An article by Beth Gardiner, The New York Times.
Even as China’s economy begins to cool, its hunger for energy is still climbing.
So also is its capacity to generate power from multiple sources, ranging from coal and nuclear to wind, solar and hydroelectric.
Those trends look similar across Asia, where soaring energy needs are outpacing the expansion of climate-friendly renewable power.
More than $250 billion a year is expected to be poured into the construction of renewable energy production in Asia, representing two-thirds of the region’s total power investment, according to Bloomberg New Energy Finance, an analysis and consulting firm. By 2030, the firm projects that carbon-free sources will provide a third of the region’s electricity, with solar the biggest contributor.
Yet the use of fossil fuels like coal and oil is growing too, meaning Asia’s emissions of climate-warming gases are also on an upward trend.
“It is a story about growth,” said Justin Wu, lead Asia analyst at Bloomberg New Energy Finance. Asia, he said, “is going to add a lot more power of all kinds.”
China is the region’s energy behemoth, accounting for almost half of global coal use while also leading the world in its installation of solar, wind and other renewable technologies.
Its political leaders take clean energy seriously, and they are driving a huge expansion, with China’s wind turbines alone expected to produce nearly two and a half times the entire power generating capacity of Britain by 2020, said Xin Li, a fellow at the Oxford Institute for Energy Studies.
That commitment was reflected in the landmark climate deal announced during President Obama’s visit this month. President Xi Jinping promised China would get 20 percent of its energy from non-fossil fuel sources by 2030, and said its carbon emissions would peak by that year. Experts say China was probably on track toward those goals anyway, but making them explicit is significant, and may help jolt international negotiations.
Last year, for the first time, the amount of newly completed zero-carbon-emission energy sources in China exceeded the new coal capacity that was built, said Michal Meidan, an associate fellow at Chatham House, an international affairs think tank in London.
Mr. Wu, of Bloomberg New Energy, said, “I’ve heard people say a new coal plant gets built every week” in China. “That’s probably still true. But for every coal plant that’s built, a lot more solar and wind are built as well, and a lot of old coal plants are probably shutting down, the less efficient ones.”

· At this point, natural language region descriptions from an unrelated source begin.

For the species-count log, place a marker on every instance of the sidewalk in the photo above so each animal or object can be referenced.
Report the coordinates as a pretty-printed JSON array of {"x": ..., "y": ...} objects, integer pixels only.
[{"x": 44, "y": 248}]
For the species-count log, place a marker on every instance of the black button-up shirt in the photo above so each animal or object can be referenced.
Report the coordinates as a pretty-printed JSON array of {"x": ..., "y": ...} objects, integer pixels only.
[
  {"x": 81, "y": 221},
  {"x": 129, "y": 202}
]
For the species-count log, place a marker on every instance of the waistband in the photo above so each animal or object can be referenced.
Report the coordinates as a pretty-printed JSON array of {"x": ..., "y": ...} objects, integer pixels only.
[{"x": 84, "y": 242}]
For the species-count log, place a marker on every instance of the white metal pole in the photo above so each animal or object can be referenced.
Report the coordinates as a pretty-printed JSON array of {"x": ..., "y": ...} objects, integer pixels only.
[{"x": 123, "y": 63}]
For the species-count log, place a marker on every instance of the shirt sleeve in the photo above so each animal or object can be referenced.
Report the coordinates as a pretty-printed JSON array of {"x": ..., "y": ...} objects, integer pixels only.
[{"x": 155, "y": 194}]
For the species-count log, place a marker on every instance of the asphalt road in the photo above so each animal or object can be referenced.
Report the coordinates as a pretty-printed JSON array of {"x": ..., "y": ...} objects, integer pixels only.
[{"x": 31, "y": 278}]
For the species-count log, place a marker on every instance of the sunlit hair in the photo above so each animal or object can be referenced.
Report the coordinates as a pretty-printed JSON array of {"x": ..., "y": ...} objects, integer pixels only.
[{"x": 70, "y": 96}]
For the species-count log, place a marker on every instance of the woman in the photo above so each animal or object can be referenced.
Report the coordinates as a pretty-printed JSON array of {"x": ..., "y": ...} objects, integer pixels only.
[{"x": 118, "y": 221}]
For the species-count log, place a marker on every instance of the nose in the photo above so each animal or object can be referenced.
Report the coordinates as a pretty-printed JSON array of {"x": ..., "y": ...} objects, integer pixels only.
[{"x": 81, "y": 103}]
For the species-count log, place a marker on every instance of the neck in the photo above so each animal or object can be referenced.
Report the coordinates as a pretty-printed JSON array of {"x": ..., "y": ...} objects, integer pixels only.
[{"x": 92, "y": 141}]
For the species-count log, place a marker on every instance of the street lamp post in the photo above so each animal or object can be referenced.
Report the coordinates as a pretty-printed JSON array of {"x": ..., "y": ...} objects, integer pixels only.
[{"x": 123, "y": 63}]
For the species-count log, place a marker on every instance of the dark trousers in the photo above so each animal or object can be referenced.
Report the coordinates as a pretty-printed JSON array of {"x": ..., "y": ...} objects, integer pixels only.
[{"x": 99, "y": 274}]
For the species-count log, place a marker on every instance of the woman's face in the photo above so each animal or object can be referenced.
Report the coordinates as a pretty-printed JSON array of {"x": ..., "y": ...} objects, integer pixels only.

Yet, even if it is gradually declining as a percentage of the energy mix, coal use in China remains huge, and annual usage is likely to keep growing for two decades, said Linda Doman, a senior international energy analyst at the United States Energy Information Administration. The agency’s projections do not take the U.S.-China announcement into account, but indicated in any case that China’s steepest coal and carbon increases would come before 2030.